ロングテールという言葉を説明するときに必ずといっていいほど一緒に語られるのはオンラインショップamazonだろう。amazonは実際の店舗を持たないからこそ、限られたスペースに何の本を置くべきか、という一般の書店が常に考えなければならない問題に悩まされることがない。その結果amazonでしか販売されないニッチな商品は、それぞれは小さな売り上げでしかないが、全体ではヒット商品に匹敵するほどの利益になるのだ。
これは単にオンラインショップによって販売スペースを考える必要がなくなったからできることではなく、購入者側にもニッチな商品についての情報を得られる手段があってこそ実現できる。過去そのような情報は専門誌や知人からの紹介で得るしかなかったが、専門誌もある程度の専門性までしか扱わないし、ニッチな共通趣味を持つ知人を見つけるのも難しかった。
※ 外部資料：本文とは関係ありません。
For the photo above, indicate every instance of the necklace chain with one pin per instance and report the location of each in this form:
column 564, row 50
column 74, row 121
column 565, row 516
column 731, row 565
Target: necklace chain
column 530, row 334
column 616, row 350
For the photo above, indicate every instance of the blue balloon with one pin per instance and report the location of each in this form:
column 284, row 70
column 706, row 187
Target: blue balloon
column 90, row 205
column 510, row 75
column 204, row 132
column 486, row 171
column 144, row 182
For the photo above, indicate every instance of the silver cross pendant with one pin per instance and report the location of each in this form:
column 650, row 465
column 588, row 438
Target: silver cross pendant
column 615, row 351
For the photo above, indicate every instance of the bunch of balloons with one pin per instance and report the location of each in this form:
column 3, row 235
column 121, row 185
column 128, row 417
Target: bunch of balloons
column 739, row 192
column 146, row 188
しかし、この点でも、インターネットがSNSやブログなどを通じてその手段を提供してくれるのだ。
この「ロングテール」の減少はもちろん本の販売だけでなく様々な分野で起きているという。働き方や、時間の使い方、服装や住む場所など。ここ数年のCDの販売量やテレビの視聴率を過去と比較すればわかるように、インターネットが実現した多様化によって、「ヒットを狙う」という考え方がすでに機能しない世の中になっているのだ。
僕らは多様化を受け入れる方向に生き方を改めるべきなのだろう。世の中の多くの人や企業がロングテールに適応できていないことを毎日感じている僕の考えをより明確にしてくれる内容だった。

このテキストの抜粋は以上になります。